Tuesday, February 23, 2010

What the Bank of Dad Tells Us About Health Care

In this post, I discuss teaching our kids to save by paying them very high rates on their savings, deposits in the Bank of Dad, as we call them.

My anecdotal observations of children (particularly mine!) lead me to assume they discount the future rather severely.  Thus, a dollar right now has substantially greater value than a dollar tomorrow.  Several theories could explain these results.

I generally subscribe to the notion that discount rates (the relative value of a dollar tomorrow versus a dollar today) are not constant over our lifetimes. Therefore, in our household, we train our children to save by paying them higher returns on deposits, that encourage saving behavior that would not occur at the adult "market clearing" interest rates.  I'm pretty confident stating this applies to twenty somethings too.  I suspect those with the bulk of the wealth in the world drive market clearing discount rates.  That means people over the age of 40.

(However, sometimes I'll convince myself the issue really reflects risk changes, or perceived risk changes.  For example, my kids don't control their time.  So, when confronted with the chance to buy a toy right now in the store, versus tomorrow in a store where the same item will cost significantly less, they face meaningful risk they won't get to the store tomorrow, so they pay the high price today.)
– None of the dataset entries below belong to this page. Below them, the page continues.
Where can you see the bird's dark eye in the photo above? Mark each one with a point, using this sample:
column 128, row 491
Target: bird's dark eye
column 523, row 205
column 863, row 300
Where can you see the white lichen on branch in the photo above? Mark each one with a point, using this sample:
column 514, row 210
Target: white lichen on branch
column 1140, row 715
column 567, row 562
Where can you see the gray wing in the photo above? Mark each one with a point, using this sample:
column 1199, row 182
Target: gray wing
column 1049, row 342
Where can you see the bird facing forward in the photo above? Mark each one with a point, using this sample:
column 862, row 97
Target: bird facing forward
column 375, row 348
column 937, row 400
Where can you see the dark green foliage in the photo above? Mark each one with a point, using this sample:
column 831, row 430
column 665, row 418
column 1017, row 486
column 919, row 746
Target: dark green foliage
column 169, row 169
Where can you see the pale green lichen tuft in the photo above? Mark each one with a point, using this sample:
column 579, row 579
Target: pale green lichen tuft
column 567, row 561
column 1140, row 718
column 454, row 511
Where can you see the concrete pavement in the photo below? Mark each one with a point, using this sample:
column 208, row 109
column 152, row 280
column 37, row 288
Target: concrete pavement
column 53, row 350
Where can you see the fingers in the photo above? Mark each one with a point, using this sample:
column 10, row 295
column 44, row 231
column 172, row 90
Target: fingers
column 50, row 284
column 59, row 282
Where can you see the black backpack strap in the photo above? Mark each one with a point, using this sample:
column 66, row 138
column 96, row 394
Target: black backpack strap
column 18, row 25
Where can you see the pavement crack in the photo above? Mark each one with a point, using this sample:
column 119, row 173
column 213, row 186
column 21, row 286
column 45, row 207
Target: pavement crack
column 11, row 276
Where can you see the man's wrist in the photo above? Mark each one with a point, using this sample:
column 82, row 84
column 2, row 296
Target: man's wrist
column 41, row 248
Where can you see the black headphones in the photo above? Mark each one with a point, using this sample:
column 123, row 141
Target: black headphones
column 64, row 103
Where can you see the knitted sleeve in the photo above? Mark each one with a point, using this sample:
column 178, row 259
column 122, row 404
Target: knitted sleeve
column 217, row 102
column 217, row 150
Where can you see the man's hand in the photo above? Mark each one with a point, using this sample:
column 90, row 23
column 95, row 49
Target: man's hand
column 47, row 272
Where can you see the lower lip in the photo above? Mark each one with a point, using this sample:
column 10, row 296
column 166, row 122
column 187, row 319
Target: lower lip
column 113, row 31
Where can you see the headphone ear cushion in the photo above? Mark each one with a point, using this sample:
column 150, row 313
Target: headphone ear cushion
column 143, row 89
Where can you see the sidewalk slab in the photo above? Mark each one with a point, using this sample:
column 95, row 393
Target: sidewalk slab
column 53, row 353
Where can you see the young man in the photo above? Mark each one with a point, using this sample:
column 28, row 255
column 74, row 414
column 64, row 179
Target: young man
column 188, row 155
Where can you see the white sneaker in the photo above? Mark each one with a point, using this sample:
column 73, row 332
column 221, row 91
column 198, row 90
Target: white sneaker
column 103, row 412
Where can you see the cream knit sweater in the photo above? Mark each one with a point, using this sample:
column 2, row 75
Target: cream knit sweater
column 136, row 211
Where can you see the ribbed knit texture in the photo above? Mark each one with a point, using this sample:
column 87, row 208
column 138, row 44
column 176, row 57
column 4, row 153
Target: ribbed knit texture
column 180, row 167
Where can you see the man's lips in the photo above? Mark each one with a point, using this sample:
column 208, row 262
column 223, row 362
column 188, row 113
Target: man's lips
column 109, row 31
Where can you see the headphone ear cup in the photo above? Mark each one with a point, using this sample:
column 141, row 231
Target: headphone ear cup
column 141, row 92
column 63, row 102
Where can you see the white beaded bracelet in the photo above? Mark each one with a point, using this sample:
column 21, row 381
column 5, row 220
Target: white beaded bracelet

One other observation: We all think we're special.  I discuss this topic as it relates to credit risk in this post.  You've probably heard the example of driving skill--standard fodder for behavioral economics discussions.  Ask a room full of people to raise their hand if they are above average drivers.  Virtually every hand will go up.  (Although I haven't had an accident since I was 16, I confidently state I'm a below average driver.) 

So, we take these two observations: Younger people have higher discount rates, and we're all optimistic. High discount rates mean we don't care about large liabilities that will hit us far in the future, (which accounts for most healthcare spending.) A strong dose of optimism about our own health prospects, both injury risk (I'm not going to break my legs on that half-pipe) and slow deterioration, (yes, most people get fat when they get old, but I won't,) means we don't believe the liabilities matter to us anyway!

The end result: We cannot possibly get young, healthy people to willingly pay enough for their future healthcare expense (in the form of insurance premiums) even before you talk about demographics and retiring baby boomers.

One more factor makes addressing long term liabilities (healthcare) very difficult now: Low interest rates.  Just like my kids who don't want to save in a commercial bank because pathetic interest rates pay them nothing, health insurers cannot rely on the "float" of insurance premiums to cover their costs and profit margins.


  1. This seems to support the "it's all demographics" view of how the world operates. By your theory, as the US population has aged, discount rates should drop, and there should presumably be a long-term differential between aged nations (the US and Europe) and youthful ones (the Mideast and Asia), with the happy consequence that productive young people can profitably borrow from us old relics.


  2. I think a big factor in how much money kids save might be what percentage of the things kids see that they want that the parents are willing to buy. In my almost-rural life here in Madison, I notice that kids are not exposed to very much advertising, so most of what they want (goggles for swim lessons, a soccer ball, new boots) is stuff that seems reasonable for a parent to buy.


  3. @Terence: I think I agree, in that if I agree with my hypothesis of age varying discount rates, then your demographic argument follows. However, when I wake up on the other side of the bed, and believe it's driven by risk, not age, then I'm not so certain.

    @Penelope: I think your point may be interesting in a different context, but not the discounting one. For example, you are saying if kids only ask Mom or Dad to buy (healthy) food at meal time, then neither parents nor kids have any insight into discounting or saving behavior. However, the interesting (theoretical!!) experiment with kids who don't ask for stuff would be to give them food only once a week, and see how effectively they saved the food they like best to eat later in the week. My guess is that they'd still eat all of their favorite food on day one, not a little each day.